素晴らしい未来にはうんざりです。未来予測の本を懲りもせずに読んでいたのですが、ここで著者が描く「未来の生活イメージ」が恐ろしくつまらない。例えば、朝食には「その日の活動に合わせてAIが提案する食事」だとか、「TPOに最適な洋服が提案され、自分用にきっちりと仕立てられたものが数時間後にどこにでも届けられる」だとか。最適、最適、最適。そんな未来を与えられたら退屈で脳死間違いなしです。
それは『2030年 すべてが「加速」する世界に備えよ』(ピーター・ディアマンデス&スティーブン・コトラー)という日本では2020年に刊行された本で、450ページもあって辞書みたいな分厚さです。原題は【いかにして「技術の融合」はビジネスや産業や生活を変えるのか】という実直なものなのですが、邦題は結構に危機意識を煽る様なものになっていて、私ときたら見事にその戦略にハマりました。読み終わるのに結局2週間程度も時間が掛かってしまいました。
「技術の融合」とは複数の技術が組み合わされると技術の革新が更に進むことを指しています。例えばAI×AR、AI×既存の生産技術、AI×既存の移動に関する技術とか。
この本の内容は「今はこんなにスゴイ技術があって、既に実用化に向かっている」という実例の紹介があって、それから、これらが実現した「未来の実現イメージ」が簡単な物語仕立てで描出されるという構成になっています。内容は「買い物」「広告」「エンターテインメント」「教育」「医療」「寿命延長」「保険・金融・不動産」「食料」それぞれの未来に章が分けられて進んでいきます。
先端技術の紹介部分は「へぇ、そうなんだ」と会話の小ネタ用にも面白いのです。ところが「うんざり」してしまった理由は冒頭にも書きましたが「未来の実現イメージ」というのが恐ろしくつまらなくて、というか、まるで100年も前の人たちが空想した世界そのものなのです。みんなそんなもの欲しがっていたのかな。

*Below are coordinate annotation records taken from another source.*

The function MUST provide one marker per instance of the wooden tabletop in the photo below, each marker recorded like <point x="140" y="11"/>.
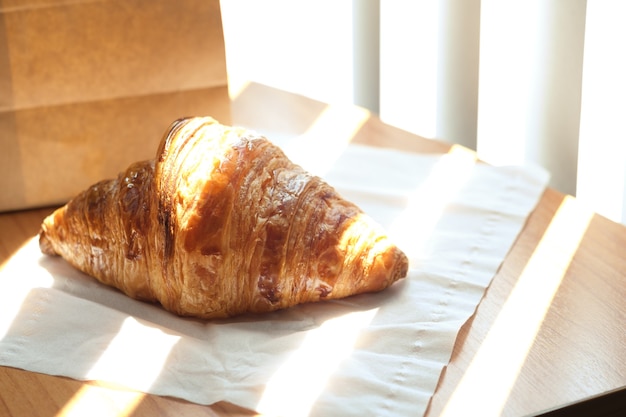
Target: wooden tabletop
<point x="550" y="331"/>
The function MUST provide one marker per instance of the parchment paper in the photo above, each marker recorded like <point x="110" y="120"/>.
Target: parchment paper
<point x="377" y="354"/>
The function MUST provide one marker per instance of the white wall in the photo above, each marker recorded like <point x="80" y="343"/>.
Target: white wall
<point x="299" y="46"/>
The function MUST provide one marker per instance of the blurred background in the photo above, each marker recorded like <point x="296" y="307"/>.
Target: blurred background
<point x="525" y="82"/>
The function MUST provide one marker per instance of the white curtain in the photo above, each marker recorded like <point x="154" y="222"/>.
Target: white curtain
<point x="521" y="81"/>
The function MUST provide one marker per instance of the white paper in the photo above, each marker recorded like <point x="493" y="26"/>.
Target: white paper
<point x="376" y="354"/>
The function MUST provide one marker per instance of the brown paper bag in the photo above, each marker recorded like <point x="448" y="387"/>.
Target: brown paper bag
<point x="88" y="87"/>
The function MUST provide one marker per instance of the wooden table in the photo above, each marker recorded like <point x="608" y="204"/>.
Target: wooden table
<point x="550" y="331"/>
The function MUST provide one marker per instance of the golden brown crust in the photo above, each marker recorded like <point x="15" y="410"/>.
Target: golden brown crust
<point x="222" y="223"/>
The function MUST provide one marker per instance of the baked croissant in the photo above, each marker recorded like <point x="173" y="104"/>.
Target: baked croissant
<point x="222" y="223"/>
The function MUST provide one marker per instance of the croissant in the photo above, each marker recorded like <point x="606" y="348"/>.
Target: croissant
<point x="219" y="224"/>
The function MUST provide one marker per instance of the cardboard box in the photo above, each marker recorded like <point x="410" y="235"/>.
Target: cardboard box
<point x="88" y="87"/>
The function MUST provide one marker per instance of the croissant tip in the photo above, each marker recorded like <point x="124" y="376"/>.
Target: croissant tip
<point x="45" y="245"/>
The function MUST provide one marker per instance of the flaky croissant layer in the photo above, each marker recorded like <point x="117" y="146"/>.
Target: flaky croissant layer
<point x="222" y="223"/>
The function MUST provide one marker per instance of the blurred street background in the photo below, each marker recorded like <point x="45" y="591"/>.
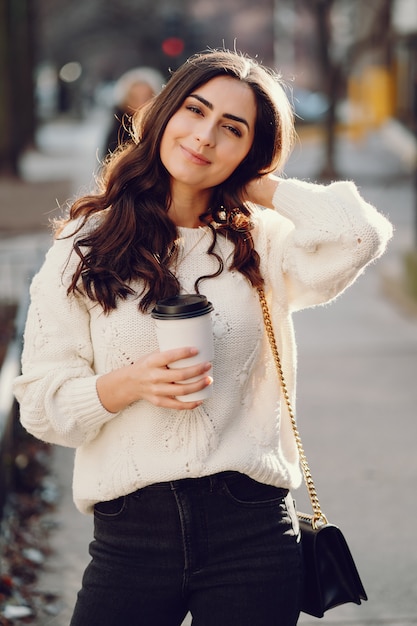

そんな「古びた未来」で実現されることのキーワードは「最適」「個別」なのですが、自分の思考、というか嗜好に関わる部分というのは、いろいろな情報、選択肢の中から「偶然」の力を借りて、自分で決めたいなぁと私は思うのです。あまりに理屈やら流行やらに基づく「最適」「個別」ばかりをオススメされるのはうるさくてたまりません。「食事」も「エンタメ」も「服」も「旅行先」も。失敗してもいいんです。自分で探して、自分で選んだものならば。
とは言っても「医療」において個人の遺伝子や健康状態のデータから最適な治療法を提示されるなんていうのは大歓迎です。「食料」の生産、流通、加工技術が革新され、爆発する世界の人口を満たせるようになるのも大歓迎です。お腹がいっぱいならば、大抵の争いごとがおきませんしね。
けれど、自分の嗜好、自分の生活に関して「考える、選ぶ、決める部分」はそのままにしておいて欲しいと思うのです。というか、そんな未来では、自分がしっかりしないといけないんですよね。自分が自分でいて、先端技術による恩恵をうまく取り入れる、使いこなす。そうでなければ、「最適」「個別」「効率的」「便利」の奴隷になってしまいます。
そんなことを読者に考えさせてくれたのですから、きっと、この本はよい本だったのでしょう。著者の狙いどおりだったことでしょう。これから先、素晴らしい未来を見ることができるとしても、せいぜい30年程度しか時間がないことが残念です。十分か。